I paused for so long she thought I’d hung up and started calling my name until I made a noise to acknowledge her.

“I don’t know what to do,” I admitted while wondering silently why that answer was suddenly my responsibility.

“I won't get rid of it,” she told me firmly. For a brief moment I wished that she wasn’t such a good Christian girl from a good southern family.

“Have you told your parents yet?” I asked, but she quickly confirmed that I was the first and only person who knew anything, other than the cashier at the pharmacy who sold her the pregnancy tests. It was a matter of weeks before Marki and her parents would be heading to Florida for Memorial Day weekend but although the timing would be perfect for an announcement with all the parents in the room, there was no way I could be there given my schedule. I had that weekend off but last I heard it was just a matter of time before that time would be booked.

I was overwhelmed and the thought of what this could mean for my future was making me nauseous. In that moment I thought for sure there would be a vote and the other guys would kick me out of the band so I could go take care of my responsibilities at home. Biting back the bile, I did the only thing I could think to do - lie through my teeth.

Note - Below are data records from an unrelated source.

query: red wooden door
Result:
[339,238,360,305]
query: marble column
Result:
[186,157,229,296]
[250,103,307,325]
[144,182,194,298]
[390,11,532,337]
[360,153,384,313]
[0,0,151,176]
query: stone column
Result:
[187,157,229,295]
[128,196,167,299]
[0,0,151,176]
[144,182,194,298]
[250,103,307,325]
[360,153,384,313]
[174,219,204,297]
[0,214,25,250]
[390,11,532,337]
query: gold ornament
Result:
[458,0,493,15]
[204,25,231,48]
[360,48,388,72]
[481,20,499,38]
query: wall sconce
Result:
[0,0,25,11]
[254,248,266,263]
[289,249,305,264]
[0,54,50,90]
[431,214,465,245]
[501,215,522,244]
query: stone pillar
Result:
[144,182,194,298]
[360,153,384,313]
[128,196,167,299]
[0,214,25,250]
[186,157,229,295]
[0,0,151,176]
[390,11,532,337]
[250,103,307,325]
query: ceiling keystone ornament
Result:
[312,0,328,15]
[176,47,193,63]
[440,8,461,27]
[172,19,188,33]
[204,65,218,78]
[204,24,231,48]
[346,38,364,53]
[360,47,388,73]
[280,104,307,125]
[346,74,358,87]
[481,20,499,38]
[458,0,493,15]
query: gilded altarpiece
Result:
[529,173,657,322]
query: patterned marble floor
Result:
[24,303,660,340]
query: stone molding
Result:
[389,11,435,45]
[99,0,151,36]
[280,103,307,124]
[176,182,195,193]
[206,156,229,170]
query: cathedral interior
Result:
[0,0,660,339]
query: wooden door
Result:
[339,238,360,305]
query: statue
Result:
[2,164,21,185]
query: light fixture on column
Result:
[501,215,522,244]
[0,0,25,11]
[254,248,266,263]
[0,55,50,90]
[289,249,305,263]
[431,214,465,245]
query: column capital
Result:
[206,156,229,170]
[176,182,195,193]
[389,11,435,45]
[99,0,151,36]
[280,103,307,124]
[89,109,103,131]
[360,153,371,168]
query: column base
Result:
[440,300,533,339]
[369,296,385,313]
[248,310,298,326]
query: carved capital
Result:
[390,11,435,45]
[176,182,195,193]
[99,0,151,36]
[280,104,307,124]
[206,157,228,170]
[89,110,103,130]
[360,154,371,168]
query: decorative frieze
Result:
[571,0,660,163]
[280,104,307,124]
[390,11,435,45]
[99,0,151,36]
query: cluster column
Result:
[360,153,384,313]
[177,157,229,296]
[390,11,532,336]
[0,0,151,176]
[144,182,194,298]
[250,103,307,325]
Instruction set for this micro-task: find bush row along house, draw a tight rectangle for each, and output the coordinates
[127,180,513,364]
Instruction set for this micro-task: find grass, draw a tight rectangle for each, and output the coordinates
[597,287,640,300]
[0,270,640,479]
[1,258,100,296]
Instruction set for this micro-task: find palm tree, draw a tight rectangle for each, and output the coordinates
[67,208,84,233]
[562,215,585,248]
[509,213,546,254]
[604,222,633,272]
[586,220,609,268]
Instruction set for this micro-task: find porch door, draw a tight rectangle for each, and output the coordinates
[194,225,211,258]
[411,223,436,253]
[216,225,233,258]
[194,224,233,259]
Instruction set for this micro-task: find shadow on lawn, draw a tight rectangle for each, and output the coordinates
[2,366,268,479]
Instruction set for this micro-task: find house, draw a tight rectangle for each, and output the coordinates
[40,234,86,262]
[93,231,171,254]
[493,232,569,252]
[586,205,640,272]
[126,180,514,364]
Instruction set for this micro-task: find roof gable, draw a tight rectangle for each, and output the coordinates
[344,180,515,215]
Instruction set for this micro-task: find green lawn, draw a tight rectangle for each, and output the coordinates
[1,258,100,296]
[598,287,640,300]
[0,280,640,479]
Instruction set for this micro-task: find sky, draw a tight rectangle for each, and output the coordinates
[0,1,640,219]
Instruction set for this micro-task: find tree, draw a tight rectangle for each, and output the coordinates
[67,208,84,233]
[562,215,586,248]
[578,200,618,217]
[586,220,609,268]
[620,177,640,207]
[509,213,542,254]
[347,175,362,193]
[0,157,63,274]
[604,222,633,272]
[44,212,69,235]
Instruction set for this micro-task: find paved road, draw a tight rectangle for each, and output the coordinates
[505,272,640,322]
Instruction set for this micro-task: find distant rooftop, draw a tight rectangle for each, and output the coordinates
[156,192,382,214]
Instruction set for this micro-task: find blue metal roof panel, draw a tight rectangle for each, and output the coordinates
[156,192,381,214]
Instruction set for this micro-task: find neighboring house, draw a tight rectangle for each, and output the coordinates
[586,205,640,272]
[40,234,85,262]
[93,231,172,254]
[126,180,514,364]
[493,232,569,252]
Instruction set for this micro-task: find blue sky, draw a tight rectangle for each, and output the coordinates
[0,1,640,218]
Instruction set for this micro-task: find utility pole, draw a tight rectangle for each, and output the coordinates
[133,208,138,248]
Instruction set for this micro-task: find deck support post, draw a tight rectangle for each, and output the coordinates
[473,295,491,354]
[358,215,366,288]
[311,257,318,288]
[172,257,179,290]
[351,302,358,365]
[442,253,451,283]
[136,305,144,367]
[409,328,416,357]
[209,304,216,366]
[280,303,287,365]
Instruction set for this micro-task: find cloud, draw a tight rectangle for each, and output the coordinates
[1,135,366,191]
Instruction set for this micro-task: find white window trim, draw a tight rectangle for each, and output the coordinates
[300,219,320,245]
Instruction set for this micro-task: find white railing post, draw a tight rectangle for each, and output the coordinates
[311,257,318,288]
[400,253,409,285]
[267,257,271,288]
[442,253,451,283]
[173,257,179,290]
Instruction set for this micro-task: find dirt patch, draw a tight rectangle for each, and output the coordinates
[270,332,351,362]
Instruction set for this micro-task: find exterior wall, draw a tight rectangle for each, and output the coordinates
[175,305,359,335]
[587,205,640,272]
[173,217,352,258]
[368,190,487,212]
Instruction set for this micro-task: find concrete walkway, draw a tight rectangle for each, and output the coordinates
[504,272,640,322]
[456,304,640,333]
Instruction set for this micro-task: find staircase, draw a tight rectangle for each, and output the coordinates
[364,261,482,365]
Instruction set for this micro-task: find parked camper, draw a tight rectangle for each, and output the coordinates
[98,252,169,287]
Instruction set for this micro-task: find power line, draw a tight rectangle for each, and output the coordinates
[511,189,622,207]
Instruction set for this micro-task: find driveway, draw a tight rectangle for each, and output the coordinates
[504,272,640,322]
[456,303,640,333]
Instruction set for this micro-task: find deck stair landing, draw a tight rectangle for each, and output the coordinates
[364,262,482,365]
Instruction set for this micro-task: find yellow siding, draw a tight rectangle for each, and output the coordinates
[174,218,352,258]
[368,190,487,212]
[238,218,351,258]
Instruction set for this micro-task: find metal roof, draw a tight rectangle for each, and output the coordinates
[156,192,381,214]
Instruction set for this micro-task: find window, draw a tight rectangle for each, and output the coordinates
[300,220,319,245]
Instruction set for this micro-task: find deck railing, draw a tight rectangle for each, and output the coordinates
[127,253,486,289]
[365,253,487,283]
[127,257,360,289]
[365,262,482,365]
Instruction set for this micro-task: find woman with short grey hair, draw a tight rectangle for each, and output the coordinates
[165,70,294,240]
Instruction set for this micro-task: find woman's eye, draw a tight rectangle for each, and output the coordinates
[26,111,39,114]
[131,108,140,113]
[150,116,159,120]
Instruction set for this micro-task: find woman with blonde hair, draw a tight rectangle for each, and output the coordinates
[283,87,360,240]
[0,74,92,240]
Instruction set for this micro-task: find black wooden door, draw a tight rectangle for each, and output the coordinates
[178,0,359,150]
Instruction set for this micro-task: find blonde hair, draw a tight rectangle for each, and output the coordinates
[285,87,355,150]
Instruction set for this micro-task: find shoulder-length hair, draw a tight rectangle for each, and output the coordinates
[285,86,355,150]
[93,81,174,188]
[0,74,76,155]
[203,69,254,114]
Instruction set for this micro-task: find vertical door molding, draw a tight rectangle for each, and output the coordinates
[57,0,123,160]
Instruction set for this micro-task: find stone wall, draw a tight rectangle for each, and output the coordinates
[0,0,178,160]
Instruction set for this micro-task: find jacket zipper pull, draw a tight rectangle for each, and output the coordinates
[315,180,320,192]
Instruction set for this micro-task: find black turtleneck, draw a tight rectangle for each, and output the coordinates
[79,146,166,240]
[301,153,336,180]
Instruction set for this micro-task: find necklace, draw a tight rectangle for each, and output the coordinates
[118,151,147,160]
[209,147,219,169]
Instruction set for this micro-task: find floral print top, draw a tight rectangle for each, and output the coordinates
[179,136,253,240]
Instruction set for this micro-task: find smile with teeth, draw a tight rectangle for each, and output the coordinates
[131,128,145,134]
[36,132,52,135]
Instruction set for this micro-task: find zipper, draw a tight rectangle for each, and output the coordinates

“Hey Marki, I’m really sorry but I gotta go. AJ just came in and they need me right away. I’ll call you back later and we’ll figure this out.”

“Okay,” she sighed but before she could say anything word, I disconnected the call.

Not wanting AJ to catch me when he actually returned, I forced myself out of the hotel room, fighting back tears. Lucky for me, I stumbled upon a deserted hotel gym. I made it as far as the first bench before I collapsed down onto it and the waterworks commenced.